The third process is brand new. Python booted from scratch. The agent still knows your name and your package manager because Mem0 persisted those facts to disk and the rules file told the agent to surface them.
LangGraph + SqliteSaver persisted the message thread for thread_id="main". If the third turn was on the same thread, it picked up the prior messages list. (Note: this lab passes messages: [] on every invoke() because we want each turn to be self-contained; the saver still tracks every step for replay.)

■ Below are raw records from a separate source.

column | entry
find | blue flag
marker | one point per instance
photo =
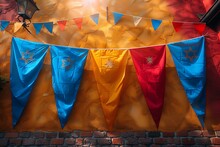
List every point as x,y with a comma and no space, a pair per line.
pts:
49,26
156,23
38,27
26,62
117,17
189,59
3,24
67,69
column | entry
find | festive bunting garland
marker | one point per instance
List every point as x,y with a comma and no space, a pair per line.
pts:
149,62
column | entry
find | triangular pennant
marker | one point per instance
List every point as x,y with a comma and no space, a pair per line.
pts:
78,22
137,20
190,62
49,26
200,28
4,24
149,63
117,17
17,26
177,26
62,24
109,68
156,23
38,27
95,18
26,62
67,69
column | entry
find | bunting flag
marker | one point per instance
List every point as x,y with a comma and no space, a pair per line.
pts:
149,63
38,27
17,26
78,22
189,59
117,17
177,26
4,24
67,69
95,18
62,24
156,23
137,20
49,26
26,62
200,28
109,70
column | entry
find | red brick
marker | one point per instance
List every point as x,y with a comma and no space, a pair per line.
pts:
207,133
79,141
28,142
203,141
196,133
160,140
168,134
117,141
187,141
140,134
57,141
131,140
215,140
15,142
113,134
86,134
104,141
70,141
42,142
3,142
90,141
51,135
38,135
99,134
11,135
182,134
173,140
145,140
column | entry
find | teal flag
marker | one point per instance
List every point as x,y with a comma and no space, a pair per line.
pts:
26,62
67,69
189,59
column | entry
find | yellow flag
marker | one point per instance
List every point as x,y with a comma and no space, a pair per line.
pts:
109,68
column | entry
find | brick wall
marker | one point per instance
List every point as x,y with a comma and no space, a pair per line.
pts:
102,138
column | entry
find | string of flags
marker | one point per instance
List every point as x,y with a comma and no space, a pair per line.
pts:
200,27
109,68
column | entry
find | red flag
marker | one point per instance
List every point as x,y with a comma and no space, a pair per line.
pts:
78,22
62,24
200,28
149,63
177,26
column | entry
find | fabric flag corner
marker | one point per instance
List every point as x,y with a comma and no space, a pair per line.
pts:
49,26
156,23
25,64
78,22
109,68
67,69
117,17
38,27
149,63
4,24
190,62
95,18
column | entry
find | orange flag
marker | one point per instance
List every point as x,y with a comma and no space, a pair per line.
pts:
109,68
78,22
62,24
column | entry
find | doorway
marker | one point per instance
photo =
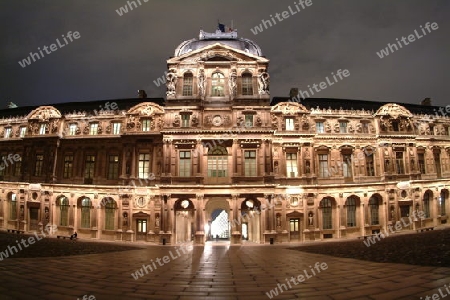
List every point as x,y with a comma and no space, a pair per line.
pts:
141,229
294,229
34,219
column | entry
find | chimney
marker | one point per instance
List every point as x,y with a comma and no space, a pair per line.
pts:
426,102
293,93
142,94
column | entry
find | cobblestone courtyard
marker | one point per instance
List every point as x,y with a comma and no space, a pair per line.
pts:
215,271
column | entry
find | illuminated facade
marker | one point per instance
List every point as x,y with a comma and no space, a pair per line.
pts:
218,158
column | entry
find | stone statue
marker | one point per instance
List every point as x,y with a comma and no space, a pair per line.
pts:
232,82
263,82
171,82
201,83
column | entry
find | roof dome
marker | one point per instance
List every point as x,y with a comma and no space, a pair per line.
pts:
227,38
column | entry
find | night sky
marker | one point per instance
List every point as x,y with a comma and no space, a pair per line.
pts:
115,56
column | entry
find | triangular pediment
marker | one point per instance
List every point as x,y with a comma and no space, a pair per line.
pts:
146,109
217,51
289,108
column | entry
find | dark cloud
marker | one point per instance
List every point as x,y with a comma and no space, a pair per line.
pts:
117,55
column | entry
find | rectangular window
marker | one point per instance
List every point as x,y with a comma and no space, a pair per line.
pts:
365,127
38,168
89,167
291,164
323,165
146,125
217,166
188,81
248,120
93,129
144,165
421,157
290,124
347,165
2,170
370,168
23,131
18,167
68,166
250,163
113,167
399,163
42,129
342,127
185,164
319,127
72,129
185,120
116,128
7,133
247,85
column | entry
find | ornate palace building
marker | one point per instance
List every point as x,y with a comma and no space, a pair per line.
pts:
218,158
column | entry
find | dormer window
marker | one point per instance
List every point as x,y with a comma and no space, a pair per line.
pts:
218,85
7,133
93,129
289,123
72,129
247,85
42,129
188,80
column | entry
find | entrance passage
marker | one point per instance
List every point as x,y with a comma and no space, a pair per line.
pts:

Mem0 extracted "user is Rayyan" and "user prefers pnpm" from turn 1, stored them under user_id="ray", and turn 3's load_context pulled them back in. This is the layer that survives a deleted SQLite file.
rules.md was re-read on every turn. Change a rule, the next turn obeys the new rule. No restart, no re-deploy, no embedding refresh.
Most production agent failures are confusion about which layer should hold what. "Why did my agent forget my preferences?" usually means the preferences were stored in graph state (gone on restart) instead of in a Mem0-style layer. "Why is my agent ignoring the rule I just added?" usually means the rule is in graph state instead of a rules file that gets re-read.
The rule of thumb: if it survives a deleted SQLite, it is Mem0/Letta/Zep. If it survives a deleted Mem0 store, it is your rules file in git. If it does not survive Ctrl-C, it never made it past graph state.
Agent reintroduces itself every turn. Mem0 takes a beat on first add() to download embedding models. Run turn 1 once and wait a few seconds before turn 2. Subsequent runs are fast.
Rules.md not found. The path is computed relative to agent.py. Run from the same directory or change RULES_PATH to an absolute path.
Mem0 stored the entire transcript instead of facts. Mem0 extracts opportunistically; not every add() yields a fact. Use m.get_all(user_id="ray") to inspect what stuck. If you want stricter control, pass infer=False to add() and provide the canonical fact text yourself.